According to reports, the 18-year-old allegedly designed a unique virus that utilised encryption and was undetectable by anti-virus software to install botnets on vulnerable PCs.
Furthermore, he is also alleged to be responsible for an elite botnet group called the 'A-Team' which comprised of people from the United States and abroad.
Detective Inspector Peter Devoy, Waikato Crime Services Manager said the man is being interviewed as part of an investigation involving the NZ Police, FBI and Dutch authorities into cyber-crime.
It is alleged 'AKILL' was a co-conspirator behind the attack.
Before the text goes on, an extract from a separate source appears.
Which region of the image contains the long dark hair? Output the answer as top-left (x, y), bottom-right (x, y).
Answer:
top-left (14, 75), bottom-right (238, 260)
According to New Zealand Police, the 2006 DDoS attack was reported to the Philadelphia office of the FBI who launched an investigation which led the FBI to a US national, who, using unauthorised account access upgraded the botnet from the university server for his New Zealand based co-conspirator.
The pair used malware files to infect and control about 50,000 computers causing the server to crash, which denied computer access to the university's 4000 students, staff and faculty members.
"This programme was viewed by the FBI as being very sophisticated malware," Devoy said.
In a separate investigation with the Dutch Independent Post and Telecommunications Authority, Police established 'AKILL' was involved with an adware scheme alleged to have infected 1.3 million computers.
"This is a relatively new type of crime that will only become more evident as time goes by and we've had to adapt to meet the new challenge," Devoy said.